Micah's essay focused on our first year in the United States. He was eight going on nine , a free-spirited active boy who had spent his entire life in Cairo, Egypt. The essay was a window into his memories, a window into the way his memories differed from mine. He talked about his first day at an American school, how he did not take his precious baseball hat off, because he didn't know that this was a sign of respect to the flag and the pledge. He wrote about being made fun of because he didn't know the Pledge of Allegiance. "I knew flags," he said "but I didn't know allegiance."

He described the contrast between his small, one-room school house in Cairo and the seemingly huge elementary school where he was the new kid. In reality, the school was small by American standards, but to Micah and his siblings, it was huge.

Mostly he wrote about the solace that he found in a pond in back of our house that year. We rented a ranch-style house, nothing special. It had four small bedrooms and a bright orange kitchen that the advertisement had described as "large and country." It sat just off a busy street in a small, New England town. A wooden jungle gym in the back was perfect for a family with five children. We were used to renting apartments in a large city - this house, while not large, had both the jungle gym and land in the back with a stream that widened into a small pond in the woods.

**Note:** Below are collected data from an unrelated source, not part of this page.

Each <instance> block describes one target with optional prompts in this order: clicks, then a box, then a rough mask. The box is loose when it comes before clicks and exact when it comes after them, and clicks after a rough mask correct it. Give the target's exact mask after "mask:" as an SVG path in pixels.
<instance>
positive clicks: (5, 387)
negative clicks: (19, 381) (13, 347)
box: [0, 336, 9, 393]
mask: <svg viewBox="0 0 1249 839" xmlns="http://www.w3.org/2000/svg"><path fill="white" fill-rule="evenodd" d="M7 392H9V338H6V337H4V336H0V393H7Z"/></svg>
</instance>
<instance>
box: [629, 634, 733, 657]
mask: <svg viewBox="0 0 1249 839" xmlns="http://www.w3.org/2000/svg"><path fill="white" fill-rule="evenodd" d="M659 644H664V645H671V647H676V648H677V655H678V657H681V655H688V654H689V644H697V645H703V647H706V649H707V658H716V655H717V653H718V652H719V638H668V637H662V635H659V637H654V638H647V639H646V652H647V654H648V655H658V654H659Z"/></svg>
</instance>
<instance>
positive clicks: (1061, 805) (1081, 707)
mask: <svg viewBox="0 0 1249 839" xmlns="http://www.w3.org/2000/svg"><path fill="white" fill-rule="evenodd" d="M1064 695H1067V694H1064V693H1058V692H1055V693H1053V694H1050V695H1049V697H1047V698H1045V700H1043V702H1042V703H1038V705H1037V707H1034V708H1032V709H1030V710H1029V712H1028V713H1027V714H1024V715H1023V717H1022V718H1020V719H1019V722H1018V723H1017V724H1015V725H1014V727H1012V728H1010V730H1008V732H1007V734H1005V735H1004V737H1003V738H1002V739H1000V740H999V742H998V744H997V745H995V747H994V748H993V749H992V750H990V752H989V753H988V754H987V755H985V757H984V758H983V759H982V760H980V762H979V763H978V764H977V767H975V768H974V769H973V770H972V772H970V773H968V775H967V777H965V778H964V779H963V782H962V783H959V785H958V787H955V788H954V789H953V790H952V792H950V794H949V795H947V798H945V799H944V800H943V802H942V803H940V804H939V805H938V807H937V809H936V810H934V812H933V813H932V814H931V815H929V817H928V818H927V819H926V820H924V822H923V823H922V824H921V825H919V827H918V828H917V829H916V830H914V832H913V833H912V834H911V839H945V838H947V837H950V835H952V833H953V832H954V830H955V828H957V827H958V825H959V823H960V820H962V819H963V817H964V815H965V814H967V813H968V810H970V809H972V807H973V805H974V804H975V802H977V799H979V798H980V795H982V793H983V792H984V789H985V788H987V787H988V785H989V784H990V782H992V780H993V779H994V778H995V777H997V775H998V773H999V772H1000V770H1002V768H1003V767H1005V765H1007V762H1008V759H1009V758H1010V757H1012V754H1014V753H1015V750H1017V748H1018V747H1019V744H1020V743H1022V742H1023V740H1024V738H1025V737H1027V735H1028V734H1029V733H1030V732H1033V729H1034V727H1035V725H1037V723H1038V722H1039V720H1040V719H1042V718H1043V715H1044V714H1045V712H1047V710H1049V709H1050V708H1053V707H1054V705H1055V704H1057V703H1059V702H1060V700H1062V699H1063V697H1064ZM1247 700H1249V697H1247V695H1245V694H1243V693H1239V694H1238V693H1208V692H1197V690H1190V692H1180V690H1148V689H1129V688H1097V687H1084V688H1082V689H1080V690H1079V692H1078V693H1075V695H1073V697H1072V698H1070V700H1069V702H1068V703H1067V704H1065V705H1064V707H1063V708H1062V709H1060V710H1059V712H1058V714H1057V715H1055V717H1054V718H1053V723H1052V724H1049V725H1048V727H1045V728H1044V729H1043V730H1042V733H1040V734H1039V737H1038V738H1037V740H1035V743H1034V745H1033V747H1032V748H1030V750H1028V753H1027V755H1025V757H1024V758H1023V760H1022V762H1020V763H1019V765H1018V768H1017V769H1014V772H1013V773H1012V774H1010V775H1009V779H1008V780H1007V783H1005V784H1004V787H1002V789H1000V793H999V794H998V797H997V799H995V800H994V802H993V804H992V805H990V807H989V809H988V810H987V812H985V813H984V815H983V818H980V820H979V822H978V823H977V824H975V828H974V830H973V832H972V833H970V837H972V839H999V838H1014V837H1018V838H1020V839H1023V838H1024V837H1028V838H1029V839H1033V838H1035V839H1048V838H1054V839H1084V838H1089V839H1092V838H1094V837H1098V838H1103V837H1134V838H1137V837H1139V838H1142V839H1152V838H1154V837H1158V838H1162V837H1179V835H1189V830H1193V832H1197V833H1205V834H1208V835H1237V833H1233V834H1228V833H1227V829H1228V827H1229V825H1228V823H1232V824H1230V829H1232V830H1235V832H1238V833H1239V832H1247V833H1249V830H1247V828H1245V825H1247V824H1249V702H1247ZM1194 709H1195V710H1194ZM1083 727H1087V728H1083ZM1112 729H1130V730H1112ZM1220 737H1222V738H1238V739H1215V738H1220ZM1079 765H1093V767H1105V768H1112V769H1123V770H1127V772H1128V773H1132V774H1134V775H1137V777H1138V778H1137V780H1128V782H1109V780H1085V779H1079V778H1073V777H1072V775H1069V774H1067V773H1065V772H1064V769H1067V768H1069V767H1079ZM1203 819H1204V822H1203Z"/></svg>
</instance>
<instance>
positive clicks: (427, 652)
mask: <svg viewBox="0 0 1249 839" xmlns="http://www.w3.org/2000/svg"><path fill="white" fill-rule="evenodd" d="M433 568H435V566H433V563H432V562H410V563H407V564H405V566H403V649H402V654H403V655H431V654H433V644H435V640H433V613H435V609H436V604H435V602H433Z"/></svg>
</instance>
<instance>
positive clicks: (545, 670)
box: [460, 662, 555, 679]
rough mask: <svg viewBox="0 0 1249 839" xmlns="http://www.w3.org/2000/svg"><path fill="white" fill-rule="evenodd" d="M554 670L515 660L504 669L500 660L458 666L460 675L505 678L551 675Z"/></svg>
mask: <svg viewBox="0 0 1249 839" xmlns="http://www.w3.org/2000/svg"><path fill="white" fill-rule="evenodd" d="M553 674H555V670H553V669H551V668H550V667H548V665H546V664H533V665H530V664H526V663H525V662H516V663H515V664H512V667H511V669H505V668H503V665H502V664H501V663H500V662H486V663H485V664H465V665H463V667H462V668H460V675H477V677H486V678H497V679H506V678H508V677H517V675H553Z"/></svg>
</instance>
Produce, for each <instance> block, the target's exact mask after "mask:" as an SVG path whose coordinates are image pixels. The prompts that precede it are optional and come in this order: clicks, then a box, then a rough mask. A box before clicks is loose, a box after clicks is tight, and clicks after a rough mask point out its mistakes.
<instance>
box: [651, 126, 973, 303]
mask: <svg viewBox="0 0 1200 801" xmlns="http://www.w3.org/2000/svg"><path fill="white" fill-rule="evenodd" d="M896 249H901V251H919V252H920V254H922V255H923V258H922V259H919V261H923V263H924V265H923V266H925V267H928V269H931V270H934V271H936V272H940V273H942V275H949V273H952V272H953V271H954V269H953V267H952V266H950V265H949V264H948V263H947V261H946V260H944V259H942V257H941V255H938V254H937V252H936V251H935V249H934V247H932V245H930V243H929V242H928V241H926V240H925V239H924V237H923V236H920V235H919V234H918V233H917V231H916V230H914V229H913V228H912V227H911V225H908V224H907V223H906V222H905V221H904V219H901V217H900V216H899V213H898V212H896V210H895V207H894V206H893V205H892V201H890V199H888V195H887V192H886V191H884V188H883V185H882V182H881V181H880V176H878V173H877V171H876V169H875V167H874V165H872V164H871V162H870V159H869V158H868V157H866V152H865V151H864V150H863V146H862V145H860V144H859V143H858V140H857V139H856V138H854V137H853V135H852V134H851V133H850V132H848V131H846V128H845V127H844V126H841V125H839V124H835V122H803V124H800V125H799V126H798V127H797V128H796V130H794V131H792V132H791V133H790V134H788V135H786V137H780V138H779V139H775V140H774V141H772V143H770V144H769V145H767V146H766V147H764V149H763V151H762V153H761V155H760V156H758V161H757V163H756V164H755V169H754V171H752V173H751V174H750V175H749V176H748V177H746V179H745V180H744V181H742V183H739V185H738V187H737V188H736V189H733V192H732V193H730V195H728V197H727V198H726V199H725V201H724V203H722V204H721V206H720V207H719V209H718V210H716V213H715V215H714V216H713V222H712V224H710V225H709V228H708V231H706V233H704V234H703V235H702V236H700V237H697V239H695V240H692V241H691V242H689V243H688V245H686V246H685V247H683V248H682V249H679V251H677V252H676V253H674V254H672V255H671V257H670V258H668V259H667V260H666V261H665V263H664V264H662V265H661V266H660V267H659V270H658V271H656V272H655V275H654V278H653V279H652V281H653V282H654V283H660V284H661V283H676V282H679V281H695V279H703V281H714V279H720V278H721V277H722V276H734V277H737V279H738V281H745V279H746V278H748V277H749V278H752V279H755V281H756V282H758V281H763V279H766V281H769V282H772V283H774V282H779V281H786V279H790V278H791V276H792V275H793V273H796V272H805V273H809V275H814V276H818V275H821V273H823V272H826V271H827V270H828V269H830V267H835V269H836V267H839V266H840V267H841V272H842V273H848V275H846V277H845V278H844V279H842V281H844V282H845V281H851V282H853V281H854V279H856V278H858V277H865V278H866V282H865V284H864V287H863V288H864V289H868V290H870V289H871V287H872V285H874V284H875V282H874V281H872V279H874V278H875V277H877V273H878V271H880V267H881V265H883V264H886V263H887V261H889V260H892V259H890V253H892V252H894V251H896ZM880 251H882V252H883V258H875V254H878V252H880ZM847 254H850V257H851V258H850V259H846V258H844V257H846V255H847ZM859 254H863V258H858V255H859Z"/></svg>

The year that we returned was chaotic and filled with transition and grief. After carefully preparing for months, everything that could go wrong did. We arrived in Massachusetts tired and wounded.

It was at the pond where adventure abounded and joy could not be squelched. "At the pond I could be anything I wanted to be." he said. "One day I could be a pirate sailing the Seven Seas, the next an explorer discovering a new land." Every day, whether rain or sun, whether cold or hot, my children played in and around that pond. It was a place that was safe from the do's and don'ts of adults, open to all the possibilities that a child needs to grow. The pond brought extraordinary comfort and escape from family and parental turmoil by providing room for imagination and adventure.

The expat parent and the third culture kid have vastly different memories of the same events. Children see events through the lens of childhood; they don't know everything that goes into a decision or a move. Parents decide what and how to communicate. Children are left with half the details and in their minds they fill in the rest of the story. They interpret events through the often limited details they know and it can be many years later that they understand the entire story. Children are excellent recorders of events, but not always reliable interpreters. In the words of my son, they "know flags, but they don't know allegiance."

Until I read the essay, I didn't realize the significance of the pond. I didn't know that this small body of water, secluded from the world of transition, was a place of imagination and solace. The year that my son looks back on as full of possibility, I remember as incredibly difficult. Unbeknownst to me, a pond and children were creating their own alternate memories that would serve them well through the years, well enough to make a difficult transition bearable. A pond became a balm and comfort, nature doing what it does so well - providing healing and fostering resilience.